Concerned About Unconventional Mental Health Interventions?

Concerned About Unconventional Mental Health Interventions?
Alternative Psychotherapies: Evaluating Unconventional Mental Health Treatments

Sunday, September 9, 2018

Separation of Migrant Children: Commenting on Proposed HHS Rule Change

Some readers may be aware that the Department of Health and Human Services proposes to make a change in the Flores amendment that (in theory) limits separation of  undocumented migrant children from their parents to 20 days.  The new rule is described as:
The Department of Health and Human Services (HHS) Proposed Rule: Apprehension, Processing, Care, and Custody of Alien Minors and Unaccompanied Alien Children

You can comment on what rules should apply in these cases by going to 

Here is the comment I posted:

I am a developmental psychologist and the author of a book on infant development, one on emotional attachment in childhood, and textbooks on child development. I am concerned about the assumption that a HHS rule about separation of children from parents can be equally appropriate for children of all ages, birth to 18 years.  Clinical and observational studies of child development show that the impact of separation on children is most severe during the toddler period, roughly 10 months to 3 years of age. Preschool children are also negatively affected, but because of their better language development,  can tolerate separation somewhat better than toddlers can. Both toddlers and preschoolers show the impact of abrupt and long-term separations by crying, withdrawal, failure to play or explore, and problems with eating and sleeping.

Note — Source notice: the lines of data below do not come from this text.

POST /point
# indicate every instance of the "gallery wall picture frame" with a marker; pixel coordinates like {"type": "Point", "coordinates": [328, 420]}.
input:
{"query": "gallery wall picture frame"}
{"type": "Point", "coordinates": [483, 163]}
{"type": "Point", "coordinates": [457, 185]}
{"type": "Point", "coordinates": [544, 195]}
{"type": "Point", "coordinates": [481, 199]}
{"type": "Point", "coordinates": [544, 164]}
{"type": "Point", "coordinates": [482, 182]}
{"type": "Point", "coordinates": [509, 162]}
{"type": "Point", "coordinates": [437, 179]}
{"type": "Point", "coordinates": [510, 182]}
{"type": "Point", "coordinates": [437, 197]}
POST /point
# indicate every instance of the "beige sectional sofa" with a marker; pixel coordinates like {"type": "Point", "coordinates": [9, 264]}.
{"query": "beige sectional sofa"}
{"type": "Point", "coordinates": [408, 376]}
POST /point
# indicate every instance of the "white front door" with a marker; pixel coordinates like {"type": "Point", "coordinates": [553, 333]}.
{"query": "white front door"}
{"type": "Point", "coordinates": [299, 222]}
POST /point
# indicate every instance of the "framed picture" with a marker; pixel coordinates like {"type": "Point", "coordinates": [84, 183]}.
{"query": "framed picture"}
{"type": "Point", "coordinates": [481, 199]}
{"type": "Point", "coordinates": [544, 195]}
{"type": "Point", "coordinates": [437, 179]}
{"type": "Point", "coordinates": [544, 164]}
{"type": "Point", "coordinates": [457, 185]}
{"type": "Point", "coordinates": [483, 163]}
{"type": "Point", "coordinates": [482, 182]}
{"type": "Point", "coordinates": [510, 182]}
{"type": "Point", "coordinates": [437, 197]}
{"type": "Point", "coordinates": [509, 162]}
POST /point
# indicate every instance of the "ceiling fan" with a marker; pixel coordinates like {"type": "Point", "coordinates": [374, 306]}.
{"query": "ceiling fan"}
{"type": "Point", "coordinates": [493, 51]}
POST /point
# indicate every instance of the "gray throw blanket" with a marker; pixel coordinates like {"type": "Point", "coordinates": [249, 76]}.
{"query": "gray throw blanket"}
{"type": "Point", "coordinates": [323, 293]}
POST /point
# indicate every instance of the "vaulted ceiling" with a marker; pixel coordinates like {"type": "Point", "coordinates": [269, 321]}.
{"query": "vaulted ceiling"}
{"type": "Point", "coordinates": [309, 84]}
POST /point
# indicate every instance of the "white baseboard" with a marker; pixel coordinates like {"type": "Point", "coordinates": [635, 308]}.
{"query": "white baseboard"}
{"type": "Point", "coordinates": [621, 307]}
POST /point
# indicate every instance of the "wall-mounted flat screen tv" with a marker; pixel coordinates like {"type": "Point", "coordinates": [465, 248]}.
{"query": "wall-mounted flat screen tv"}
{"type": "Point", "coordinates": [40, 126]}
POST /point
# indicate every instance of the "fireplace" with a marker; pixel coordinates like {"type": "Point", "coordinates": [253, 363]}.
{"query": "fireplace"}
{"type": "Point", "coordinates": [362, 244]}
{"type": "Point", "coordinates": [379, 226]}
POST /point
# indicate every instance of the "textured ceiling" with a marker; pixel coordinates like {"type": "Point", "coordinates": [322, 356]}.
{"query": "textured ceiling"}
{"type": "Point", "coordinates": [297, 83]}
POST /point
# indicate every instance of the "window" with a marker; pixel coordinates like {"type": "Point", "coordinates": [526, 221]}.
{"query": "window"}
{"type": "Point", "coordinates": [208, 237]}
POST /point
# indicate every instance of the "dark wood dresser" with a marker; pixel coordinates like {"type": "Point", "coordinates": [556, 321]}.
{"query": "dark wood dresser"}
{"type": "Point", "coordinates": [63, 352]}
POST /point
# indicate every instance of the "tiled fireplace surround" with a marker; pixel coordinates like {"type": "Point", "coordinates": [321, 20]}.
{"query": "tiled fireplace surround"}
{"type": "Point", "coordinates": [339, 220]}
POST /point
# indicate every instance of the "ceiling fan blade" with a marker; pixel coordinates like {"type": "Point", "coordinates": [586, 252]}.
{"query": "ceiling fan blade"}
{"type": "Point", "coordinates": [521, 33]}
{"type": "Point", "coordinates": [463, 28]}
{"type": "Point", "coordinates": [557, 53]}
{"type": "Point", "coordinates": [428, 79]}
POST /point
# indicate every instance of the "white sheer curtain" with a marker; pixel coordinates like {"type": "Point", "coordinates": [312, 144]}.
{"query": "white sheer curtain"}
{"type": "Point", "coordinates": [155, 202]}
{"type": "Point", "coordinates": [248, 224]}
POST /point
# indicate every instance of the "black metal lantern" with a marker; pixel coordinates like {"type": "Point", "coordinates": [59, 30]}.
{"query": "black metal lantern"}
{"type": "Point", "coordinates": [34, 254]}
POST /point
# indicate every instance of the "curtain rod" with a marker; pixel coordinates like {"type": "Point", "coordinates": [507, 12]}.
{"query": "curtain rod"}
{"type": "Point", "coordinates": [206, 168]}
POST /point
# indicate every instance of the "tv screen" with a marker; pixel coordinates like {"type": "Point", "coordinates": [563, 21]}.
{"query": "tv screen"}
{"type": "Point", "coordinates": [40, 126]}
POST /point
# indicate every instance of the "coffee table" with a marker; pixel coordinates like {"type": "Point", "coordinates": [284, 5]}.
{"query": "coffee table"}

Notably, if separation  goes on for more than a few days, these effects will not disappear when the child is reunited with a parent, but will continue to be apparent for weeks or months, as the child has sleep problems or nightmares, is easily startled and frightened, and both clings to and behaves aggressively toward the parent. These reactions are difficult for any parent to cope with, but are especially so for a parent who is also frightened and distressed about an uncertain future.

School-age children are also distressed by separation, especially when they are confused by a new language, but their reactions and long-term responses are much less seriously negative than is the case for toddlers and preschoolers. In my opinion, decisions about rules on treatment of separated migrant children should focus on care of toddlers and preschoolers if triage needs to be done because of limited resources. Ideally, toddlers and preschoolers would remain with parents in whatever detention is used. A less ideal solution, but a better one than seems in place at this time, is that separation be limited to 20 days at the most, and that care for the separated young children follow guidelines for high-quality child care as provided by organizations like the National Association for Education of Young Children (NAEYC). These guidelines would set maximum numbers of children to be cared for by one caregiver , with a ratio of 1:3 for the youngest children in this group and 1:5 for older preschoolers; would provide that children have assigned caregivers rather  simply placing a number of caregivers to work with all of the children in a large group: would provide that these young children be cared for in small groups rather than large rooms full of children; and would emphasize individualized care for the children, with physical contact and talking prioritized.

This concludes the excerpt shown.